La chronique de Richard Martineau : Les pleutres

LE JOURNAL DE MONTRÉAL/LE JOURNAL DE QUÉBEC
23/01/2010



«Tout est sur la table.» Chaque fois qu'on organise un sommet, un forum, une rencontre ou un 5 à 7 sur l'économie du Québec, on répète toujours cette phrase:

«Tout est sur la table. Aucun sujet n'est tabou, aucune vache sacrée ne sera épargnée, aucune proposition ne sera écartée.»

LE COURAGE DES GENS D'AFFAIRES

Mais dès que quelqu'un ose remettre en question l'existence de la formule Rand ou le vote à main levée dans les assemblées syndicales, oups, une irrépressible et soudaine envie de pisser s'empare des convives et tout le monde se lève pour aller aux toilettes.

Même les patrons et les banquiers font semblant de n'avoir rien entendu.

Ils regardent nerveusement par la fenêtre, pitonnent sur leur Blackberry ou se penchent sous la table pour attacher les lacets de leurs loafers.

Ou alors ils se lèvent d'un trait devant les caméras, et s'époumonent à voix haute pour que tout le monde puisse les entendre:

«Quoi?
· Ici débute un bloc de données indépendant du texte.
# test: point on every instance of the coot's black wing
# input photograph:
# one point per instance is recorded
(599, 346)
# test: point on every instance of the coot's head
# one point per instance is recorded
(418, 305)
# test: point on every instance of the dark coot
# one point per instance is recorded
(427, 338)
Remettre en question les privilèges des grands syndicats? Mais, voyons, quelle mouche vous a piqué? Tout va bien, tout le monde s'aime, pourquoi diantre lancer cette idée saugrenue?»

On parle souvent du manque de courage des politiciens. Vous voulez voir des pleutres, vous? Des hypocrites, des visages à deux faces?
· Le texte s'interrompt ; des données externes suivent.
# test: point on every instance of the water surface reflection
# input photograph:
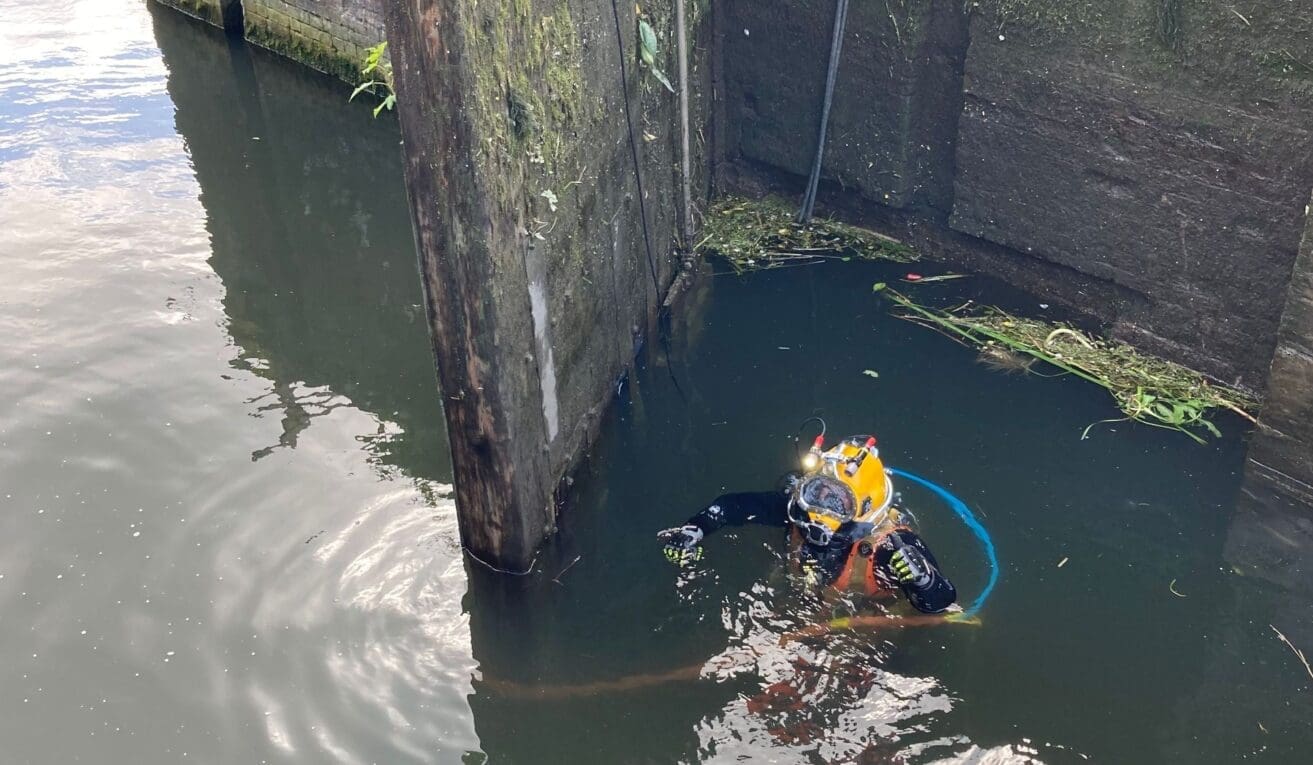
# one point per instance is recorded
(227, 529)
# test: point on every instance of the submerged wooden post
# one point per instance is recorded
(472, 252)
(542, 267)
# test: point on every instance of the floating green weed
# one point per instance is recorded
(380, 78)
(755, 234)
(1148, 390)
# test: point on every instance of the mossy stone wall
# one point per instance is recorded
(330, 36)
(1146, 162)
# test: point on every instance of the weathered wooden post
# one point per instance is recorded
(540, 274)
(475, 286)
(1280, 450)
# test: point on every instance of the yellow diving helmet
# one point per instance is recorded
(846, 484)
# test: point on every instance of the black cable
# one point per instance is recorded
(840, 16)
(633, 147)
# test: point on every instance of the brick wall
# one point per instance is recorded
(330, 36)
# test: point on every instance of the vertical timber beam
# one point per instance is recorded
(468, 214)
(1283, 446)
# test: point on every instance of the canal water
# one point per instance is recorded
(226, 518)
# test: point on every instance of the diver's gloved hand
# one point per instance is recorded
(680, 543)
(910, 566)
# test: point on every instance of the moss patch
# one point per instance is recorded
(1045, 16)
(756, 234)
(313, 53)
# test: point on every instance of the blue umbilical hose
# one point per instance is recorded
(968, 517)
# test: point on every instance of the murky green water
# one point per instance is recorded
(225, 522)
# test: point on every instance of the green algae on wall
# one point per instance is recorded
(318, 37)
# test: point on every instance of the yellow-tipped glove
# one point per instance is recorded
(910, 567)
(680, 545)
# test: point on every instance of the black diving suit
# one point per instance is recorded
(855, 551)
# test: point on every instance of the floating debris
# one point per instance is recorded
(1148, 390)
(759, 234)
(1297, 652)
(1005, 361)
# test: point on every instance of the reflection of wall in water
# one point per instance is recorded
(310, 235)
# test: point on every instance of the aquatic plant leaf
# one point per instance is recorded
(363, 87)
(662, 79)
(1149, 390)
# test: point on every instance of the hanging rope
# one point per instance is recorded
(633, 148)
(840, 19)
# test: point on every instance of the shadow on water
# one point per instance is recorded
(607, 654)
(311, 238)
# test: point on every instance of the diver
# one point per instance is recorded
(846, 522)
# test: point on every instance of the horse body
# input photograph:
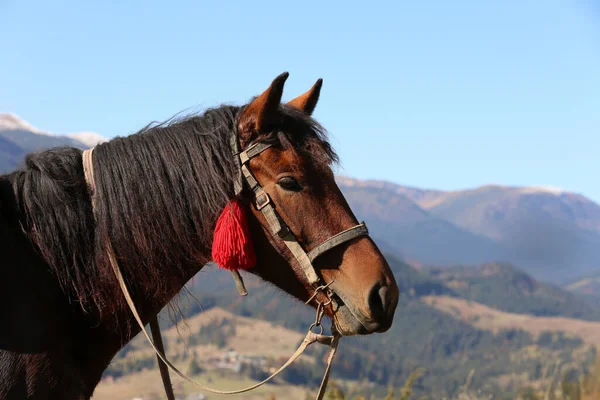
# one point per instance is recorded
(43, 343)
(157, 196)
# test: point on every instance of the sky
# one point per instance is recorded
(434, 94)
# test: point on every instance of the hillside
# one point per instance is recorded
(416, 233)
(552, 234)
(425, 334)
(507, 288)
(487, 318)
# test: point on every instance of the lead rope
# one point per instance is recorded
(310, 338)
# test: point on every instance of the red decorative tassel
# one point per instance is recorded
(232, 245)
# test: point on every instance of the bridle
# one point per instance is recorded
(278, 227)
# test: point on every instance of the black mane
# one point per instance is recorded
(158, 195)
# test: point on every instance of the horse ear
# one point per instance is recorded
(262, 112)
(308, 101)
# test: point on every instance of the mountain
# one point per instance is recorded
(551, 233)
(18, 137)
(505, 287)
(413, 232)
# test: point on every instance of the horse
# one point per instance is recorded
(157, 196)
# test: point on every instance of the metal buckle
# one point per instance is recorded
(262, 204)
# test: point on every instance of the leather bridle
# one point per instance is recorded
(279, 228)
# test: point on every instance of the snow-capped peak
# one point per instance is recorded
(88, 138)
(543, 189)
(10, 121)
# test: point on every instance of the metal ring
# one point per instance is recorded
(314, 325)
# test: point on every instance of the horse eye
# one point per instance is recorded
(289, 183)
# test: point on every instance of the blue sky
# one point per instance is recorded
(444, 95)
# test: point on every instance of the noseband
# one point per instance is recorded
(278, 228)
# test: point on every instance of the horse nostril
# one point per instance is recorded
(378, 301)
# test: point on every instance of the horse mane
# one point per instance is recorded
(158, 194)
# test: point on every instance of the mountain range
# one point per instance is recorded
(552, 234)
(465, 306)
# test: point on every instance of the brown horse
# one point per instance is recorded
(158, 194)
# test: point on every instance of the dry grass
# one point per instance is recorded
(484, 317)
(252, 337)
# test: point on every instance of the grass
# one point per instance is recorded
(484, 317)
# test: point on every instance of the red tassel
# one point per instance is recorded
(232, 245)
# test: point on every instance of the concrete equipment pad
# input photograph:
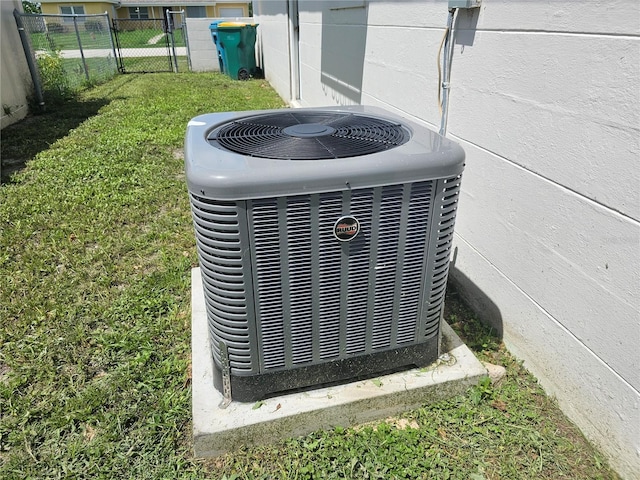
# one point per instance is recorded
(217, 431)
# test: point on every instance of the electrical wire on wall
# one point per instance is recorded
(444, 71)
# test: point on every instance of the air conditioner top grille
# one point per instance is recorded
(305, 135)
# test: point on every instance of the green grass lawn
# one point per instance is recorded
(96, 248)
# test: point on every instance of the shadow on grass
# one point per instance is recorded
(23, 140)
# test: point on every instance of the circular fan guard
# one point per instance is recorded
(303, 135)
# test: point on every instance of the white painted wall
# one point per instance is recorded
(15, 81)
(545, 100)
(202, 51)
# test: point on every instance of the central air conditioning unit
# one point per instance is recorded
(323, 238)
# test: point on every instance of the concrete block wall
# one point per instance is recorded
(202, 51)
(545, 101)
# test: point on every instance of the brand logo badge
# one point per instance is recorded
(346, 228)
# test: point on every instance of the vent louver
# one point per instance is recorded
(309, 136)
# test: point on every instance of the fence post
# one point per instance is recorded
(33, 70)
(84, 62)
(170, 25)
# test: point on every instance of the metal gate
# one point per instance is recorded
(150, 45)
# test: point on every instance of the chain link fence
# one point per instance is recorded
(68, 51)
(151, 45)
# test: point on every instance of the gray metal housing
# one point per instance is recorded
(294, 305)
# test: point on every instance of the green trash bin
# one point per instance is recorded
(238, 42)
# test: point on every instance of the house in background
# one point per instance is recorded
(146, 9)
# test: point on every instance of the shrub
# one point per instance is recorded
(55, 84)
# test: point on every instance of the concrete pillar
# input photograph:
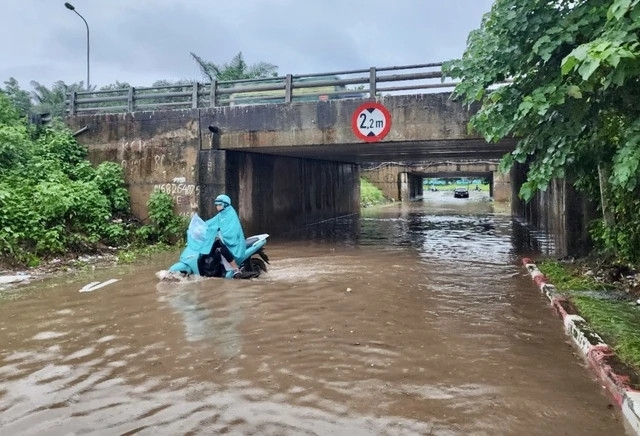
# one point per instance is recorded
(405, 188)
(212, 180)
(500, 188)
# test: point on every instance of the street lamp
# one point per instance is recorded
(71, 8)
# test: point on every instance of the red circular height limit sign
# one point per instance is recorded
(371, 121)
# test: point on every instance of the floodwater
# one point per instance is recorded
(411, 320)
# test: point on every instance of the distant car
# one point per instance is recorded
(461, 193)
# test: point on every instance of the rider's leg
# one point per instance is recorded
(229, 257)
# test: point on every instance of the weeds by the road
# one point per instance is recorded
(609, 307)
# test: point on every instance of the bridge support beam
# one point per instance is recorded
(172, 151)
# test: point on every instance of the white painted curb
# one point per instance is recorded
(593, 348)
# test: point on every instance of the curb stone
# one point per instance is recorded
(595, 351)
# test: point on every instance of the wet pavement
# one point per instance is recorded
(412, 319)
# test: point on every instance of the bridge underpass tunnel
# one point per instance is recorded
(458, 187)
(412, 181)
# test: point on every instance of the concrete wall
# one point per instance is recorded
(426, 117)
(561, 212)
(171, 151)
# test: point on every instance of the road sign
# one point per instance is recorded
(371, 122)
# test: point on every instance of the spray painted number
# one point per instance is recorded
(371, 122)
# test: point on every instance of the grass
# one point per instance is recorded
(617, 321)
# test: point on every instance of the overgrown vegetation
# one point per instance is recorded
(573, 72)
(616, 319)
(53, 202)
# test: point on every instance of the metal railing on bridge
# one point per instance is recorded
(365, 83)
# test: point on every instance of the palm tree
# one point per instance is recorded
(53, 101)
(236, 69)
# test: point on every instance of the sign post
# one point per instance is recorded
(371, 121)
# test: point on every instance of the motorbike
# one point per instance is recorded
(197, 258)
Allez faire un tour dans les chambres de commerce.

Vous allez voir: nos hommes et nos femmes d'affaires sont tellement habitués à parler des deux côtés de la bouche, à dire une chose en public et son contraire en privé, qu'ils se bavent dessus quand ils boivent leur scotch.

PORTE OUVERTE À L'INTIMIDATION

Pourtant...

Qu'y a-t-il de si réactionnaire et de si intransigeant à demander aux syndicats d'organiser des votes SECRETS?

Élisons-nous nos représentants à main levée?

Il n'y a qu'une seule et unique raison pour laquelle une organisation refuserait à ses membres de voter dans un isoloir: pour pouvoir les intimider et ainsi, influencer leur vote.

Vous le savez, je le sais, tout le monde le sait. Mais personne ne dit rien. Surtout pas les politiciens.

Comme l'a déjà écrit Michel Kelly-Gagnon, de l'Institut économique de Montréal:

«Les politiciens québécois, indépendamment de leur idéologie officiellement déclarée, font un calcul simple: quand ils déplaisent aux syndicats, ils subissent des manifestations et des dénonciations publiques constantes. Mais, à l'inverse, quand ils déplaisent aux entreprises, le coût politique est à peu près nul.

«Dans un tel contexte, que croyez-vous qu'ils soient naturellement portés à faire?»

LIBERTÉ OU OBLIGATION?

Idem pour la formule Rand. Nous vivons dans un pays libre, personne ne devrait être obligé de joindre les rangs ou de participer au financement d'une association qui ne l'intéresse pas.

Ça tombe sous le sens. Or, c'est quand, la dernière fois qu'on a mis la pertinence de la formule Rand «sur la table?»

Juste y penser est un crime de lèse-majesté. Pourtant, la Charte canadienne des droits et libertés (le

document le plus important au pays) stipule noir sur blanc que la liberté d'association est un droit fondamental.

Si on a le droit de s'associer, on devrait avoir le droit de ne pas s'associer, non?

Sinon, voulez-vous me dire pourquoi on appelle ça la LIBERTÉ d'association?

La LIBERTÉ n'exige-t-elle pas une volonté, un désir? On devrait appeler ça: l'OBLIGATION d'association. Ça serait plus juste.